Wednesday, 8 January 2019
…to knowledge self-control, to self-control perseverance, to perseverance godliness, 2 Peter 1:6
Peter continues to provide instruction for the believer who has been called by God. This calling holds the promises he outlined in the preceding verses. To ensure those promises are not forgotten, he continues his list with supplying “to knowledge self-control.”
Through reading and studying the Bible, through proper theological training, and through other such endeavors, knowledge is increased. From there, Peter says to supply to that reservoir “self-control.” The Greek word signifies dominion within. HELPS Word Studies says it is “proceeding out from within oneself, but not by oneself.” Thus, it is that which comes by the power of the Lord. Charles Ellicott says of this, “In other words, your discerning between good and evil must lead to avoiding the evil and choosing the good.”

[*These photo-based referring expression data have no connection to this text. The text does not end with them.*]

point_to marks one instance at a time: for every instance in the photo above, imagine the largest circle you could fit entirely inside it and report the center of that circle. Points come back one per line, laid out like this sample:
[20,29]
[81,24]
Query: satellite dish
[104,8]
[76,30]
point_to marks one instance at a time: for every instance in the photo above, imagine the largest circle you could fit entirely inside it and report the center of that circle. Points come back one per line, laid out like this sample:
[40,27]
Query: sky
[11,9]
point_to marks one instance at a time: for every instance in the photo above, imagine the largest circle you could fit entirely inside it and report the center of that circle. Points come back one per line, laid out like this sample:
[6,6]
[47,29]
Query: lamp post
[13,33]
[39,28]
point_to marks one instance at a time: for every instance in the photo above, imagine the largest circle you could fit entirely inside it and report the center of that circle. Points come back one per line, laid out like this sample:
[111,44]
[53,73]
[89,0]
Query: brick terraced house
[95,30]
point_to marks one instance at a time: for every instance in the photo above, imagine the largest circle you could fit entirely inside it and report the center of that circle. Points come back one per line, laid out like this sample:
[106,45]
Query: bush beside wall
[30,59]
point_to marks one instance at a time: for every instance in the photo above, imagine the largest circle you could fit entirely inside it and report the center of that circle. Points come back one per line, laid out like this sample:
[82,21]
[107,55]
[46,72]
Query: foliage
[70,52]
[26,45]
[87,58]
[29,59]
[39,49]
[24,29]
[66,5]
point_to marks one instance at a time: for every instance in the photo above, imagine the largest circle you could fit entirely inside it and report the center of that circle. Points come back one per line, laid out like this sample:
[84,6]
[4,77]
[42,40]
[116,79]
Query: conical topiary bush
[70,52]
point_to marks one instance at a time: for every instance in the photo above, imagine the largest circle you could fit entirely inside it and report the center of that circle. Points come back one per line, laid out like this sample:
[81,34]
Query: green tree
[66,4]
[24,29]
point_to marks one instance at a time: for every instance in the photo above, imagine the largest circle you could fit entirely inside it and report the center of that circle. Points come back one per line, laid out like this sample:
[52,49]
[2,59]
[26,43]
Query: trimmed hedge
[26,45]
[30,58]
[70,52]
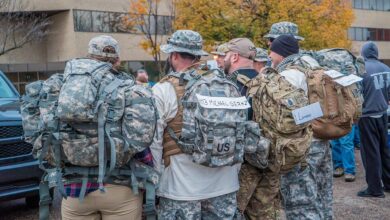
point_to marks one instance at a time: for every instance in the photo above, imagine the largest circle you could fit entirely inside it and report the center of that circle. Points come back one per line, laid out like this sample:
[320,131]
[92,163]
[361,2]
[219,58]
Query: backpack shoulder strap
[243,79]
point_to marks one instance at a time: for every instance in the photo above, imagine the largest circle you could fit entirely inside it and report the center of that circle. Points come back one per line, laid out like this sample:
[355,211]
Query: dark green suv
[19,171]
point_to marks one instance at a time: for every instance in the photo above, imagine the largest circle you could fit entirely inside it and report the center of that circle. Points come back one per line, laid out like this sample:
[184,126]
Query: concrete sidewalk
[348,206]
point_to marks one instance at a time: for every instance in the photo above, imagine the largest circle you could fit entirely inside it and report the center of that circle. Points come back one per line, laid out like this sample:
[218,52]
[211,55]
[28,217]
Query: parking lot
[346,204]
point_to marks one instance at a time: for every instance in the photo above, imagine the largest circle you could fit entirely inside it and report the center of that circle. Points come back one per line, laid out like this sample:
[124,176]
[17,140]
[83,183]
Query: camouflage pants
[259,193]
[221,207]
[307,193]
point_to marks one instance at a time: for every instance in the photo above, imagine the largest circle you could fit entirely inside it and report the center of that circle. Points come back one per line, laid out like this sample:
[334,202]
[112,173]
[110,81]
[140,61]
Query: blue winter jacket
[375,82]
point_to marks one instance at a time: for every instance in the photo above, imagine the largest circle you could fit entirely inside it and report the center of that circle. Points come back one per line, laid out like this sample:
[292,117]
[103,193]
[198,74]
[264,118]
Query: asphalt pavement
[347,206]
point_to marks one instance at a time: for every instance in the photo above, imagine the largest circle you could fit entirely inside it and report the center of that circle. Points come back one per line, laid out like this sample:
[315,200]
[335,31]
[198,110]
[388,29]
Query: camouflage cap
[97,44]
[282,28]
[242,46]
[221,50]
[261,55]
[186,41]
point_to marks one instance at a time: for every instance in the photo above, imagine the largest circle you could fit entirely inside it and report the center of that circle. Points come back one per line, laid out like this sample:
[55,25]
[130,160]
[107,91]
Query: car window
[5,90]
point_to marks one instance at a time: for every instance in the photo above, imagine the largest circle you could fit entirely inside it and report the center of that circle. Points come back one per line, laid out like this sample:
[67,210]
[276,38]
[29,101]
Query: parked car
[19,171]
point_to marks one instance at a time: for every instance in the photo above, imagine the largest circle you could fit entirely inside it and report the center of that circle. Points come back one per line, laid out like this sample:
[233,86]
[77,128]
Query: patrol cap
[282,28]
[242,46]
[97,44]
[221,50]
[186,41]
[261,55]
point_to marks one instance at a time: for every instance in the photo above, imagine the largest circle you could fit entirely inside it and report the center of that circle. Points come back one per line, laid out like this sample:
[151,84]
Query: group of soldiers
[189,191]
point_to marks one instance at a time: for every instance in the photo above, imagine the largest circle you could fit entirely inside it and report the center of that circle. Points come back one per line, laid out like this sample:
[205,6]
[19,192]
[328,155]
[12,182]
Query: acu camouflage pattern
[346,63]
[307,193]
[337,103]
[274,99]
[221,207]
[205,130]
[97,44]
[186,41]
[38,115]
[258,196]
[282,28]
[261,55]
[221,50]
[128,111]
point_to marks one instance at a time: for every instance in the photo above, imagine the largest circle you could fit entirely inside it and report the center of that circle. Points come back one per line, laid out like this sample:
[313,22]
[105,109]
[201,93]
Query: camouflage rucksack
[215,128]
[88,124]
[345,62]
[341,60]
[273,100]
[339,104]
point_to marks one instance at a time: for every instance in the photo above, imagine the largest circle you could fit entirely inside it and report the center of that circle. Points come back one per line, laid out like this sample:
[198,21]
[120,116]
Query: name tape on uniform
[348,80]
[307,113]
[223,102]
[333,73]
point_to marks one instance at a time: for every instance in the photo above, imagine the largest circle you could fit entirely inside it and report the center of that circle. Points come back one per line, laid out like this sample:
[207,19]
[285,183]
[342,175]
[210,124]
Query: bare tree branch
[148,23]
[20,26]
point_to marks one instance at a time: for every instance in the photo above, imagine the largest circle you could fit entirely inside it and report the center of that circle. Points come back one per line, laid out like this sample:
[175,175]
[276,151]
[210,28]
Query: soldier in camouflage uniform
[187,190]
[220,54]
[261,59]
[118,202]
[281,28]
[307,189]
[254,199]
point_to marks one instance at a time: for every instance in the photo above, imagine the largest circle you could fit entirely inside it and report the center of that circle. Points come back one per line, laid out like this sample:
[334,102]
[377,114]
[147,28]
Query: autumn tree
[19,25]
[144,17]
[323,23]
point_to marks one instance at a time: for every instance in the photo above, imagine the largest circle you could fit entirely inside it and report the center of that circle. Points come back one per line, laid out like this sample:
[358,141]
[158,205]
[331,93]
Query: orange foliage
[323,23]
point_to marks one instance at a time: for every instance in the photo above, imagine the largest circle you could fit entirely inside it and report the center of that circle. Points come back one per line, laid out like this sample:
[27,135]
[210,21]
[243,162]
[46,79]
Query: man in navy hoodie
[373,124]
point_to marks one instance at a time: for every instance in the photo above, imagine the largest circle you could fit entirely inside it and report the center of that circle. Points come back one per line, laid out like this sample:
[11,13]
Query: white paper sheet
[348,80]
[307,113]
[223,102]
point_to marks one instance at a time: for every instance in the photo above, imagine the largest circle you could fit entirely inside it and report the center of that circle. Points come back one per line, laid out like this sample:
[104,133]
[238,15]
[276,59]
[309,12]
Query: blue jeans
[343,152]
[356,137]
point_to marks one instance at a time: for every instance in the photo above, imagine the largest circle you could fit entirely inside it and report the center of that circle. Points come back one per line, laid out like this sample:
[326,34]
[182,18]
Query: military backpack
[87,125]
[273,100]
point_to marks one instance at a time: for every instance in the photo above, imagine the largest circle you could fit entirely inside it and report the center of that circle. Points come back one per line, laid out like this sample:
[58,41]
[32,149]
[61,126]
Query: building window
[82,20]
[365,34]
[379,5]
[114,22]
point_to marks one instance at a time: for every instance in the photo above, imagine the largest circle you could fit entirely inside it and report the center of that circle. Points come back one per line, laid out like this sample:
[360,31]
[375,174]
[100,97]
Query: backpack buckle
[110,114]
[149,209]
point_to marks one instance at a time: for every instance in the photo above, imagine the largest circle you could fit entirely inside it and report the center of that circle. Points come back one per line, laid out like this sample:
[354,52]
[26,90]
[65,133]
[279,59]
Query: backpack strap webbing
[44,200]
[103,129]
[243,79]
[170,147]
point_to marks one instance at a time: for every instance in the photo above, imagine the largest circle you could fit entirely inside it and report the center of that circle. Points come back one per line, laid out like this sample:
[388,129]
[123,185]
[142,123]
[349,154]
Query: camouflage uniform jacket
[183,179]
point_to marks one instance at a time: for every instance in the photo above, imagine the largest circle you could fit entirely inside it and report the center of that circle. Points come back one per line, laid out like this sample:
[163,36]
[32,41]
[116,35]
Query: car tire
[32,201]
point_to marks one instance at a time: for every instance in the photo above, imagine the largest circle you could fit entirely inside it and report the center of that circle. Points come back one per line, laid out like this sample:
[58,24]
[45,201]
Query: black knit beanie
[285,45]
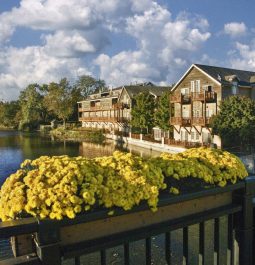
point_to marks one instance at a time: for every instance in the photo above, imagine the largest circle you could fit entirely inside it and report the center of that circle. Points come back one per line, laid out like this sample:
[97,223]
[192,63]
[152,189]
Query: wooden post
[245,222]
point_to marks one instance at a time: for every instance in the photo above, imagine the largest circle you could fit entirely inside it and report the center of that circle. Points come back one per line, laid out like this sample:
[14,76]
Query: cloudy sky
[120,41]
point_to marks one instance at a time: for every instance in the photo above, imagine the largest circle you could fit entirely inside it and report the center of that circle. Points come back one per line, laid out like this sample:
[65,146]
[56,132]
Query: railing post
[48,243]
[245,224]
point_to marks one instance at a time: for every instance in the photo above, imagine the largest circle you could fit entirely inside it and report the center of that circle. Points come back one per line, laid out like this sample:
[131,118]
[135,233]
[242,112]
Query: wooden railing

Just because one obtains knowledge, it does not mean that he will rightly apply it. A person may be a great theologian, and yet he may be a pervert. Therefore, one must supply to his knowledge this self-control. And then to that, he is to supply “perseverance.”
The thought is obvious. We all have fallen inclinations. If we have a tendency to overdrink, and we have knowledge from the word that this is wrong, then we must display self-control in that area. But it is not a one-time thing. Rather, it is to be an ongoing process. We are to persevere in our state of self-control. Vincent’s Word Studies says it is “the heroic, brave patience with which a Christian not only bears but contends.” A believer is to effect the necessary changes in his life, and then to remain in that state.
At this point of development, Peter then says that we are to supply “godliness.” This is a piety towards God. The particular Greek word is never ascribed to God, but rather to people who would emulate Him. It is piety or directing one’s attention toward God in reverence. It is the word used by Peter in verse 1:3 when he said that “His divine power has given to us all things that pertain to life and godliness.”
Because God has given us His divine power, then we are to appropriate that power to supply it to those characteristics which will cause us to increase in a proper way before God as we continue our lives before Him.
Peter will finish his list of these things in the next verse. After this, in verse 8, he will explain quite clearly why this must occur.
Life application: Self-control, restraining one’s temper, and guarding all of one’s physical appetites is basically the opposite of self-indulgence.
If we have knowledge without self-control, our knowledge would be useless. To understand it is wrong to over-indulge, but to do it anyway is to reject the knowledge. Then, as we exercise self-control, we supply to it perseverance.
This is a logical progression of thought. We have knowledge so let us use it to control ourselves; we have self-control, so let us exercise it continuously – with perseverance. Let us not falter from our self-control and step backwards, but rather we should heroically press on despite opposition of the world and of our own weak flesh. As we persevere, we work towards godliness.
Godliness is a condition of living a pious, devout, and holy existence. It would make no sense to desire this if we had no self-control. And even if we did at one point, unless we persevered in restraining our desires, we could never expect to live in a godly fashion.
As you can see, each step that Peter mentions must logically precede the following step as we march on toward living as God would have us live. Live for Christ; be filled with the Spirit of God; and press on in this attitude all the days of your lives!
O precious Savior, how hard it is to persevere in right conduct and self-control. You know, O Lord, our weaknesses both in temptation and in endurance. Strengthen us as we walk through this life of trial and testing. Grant us the supernatural ability to live as You would have us live. We ask this so that You will be glorified in us. Amen.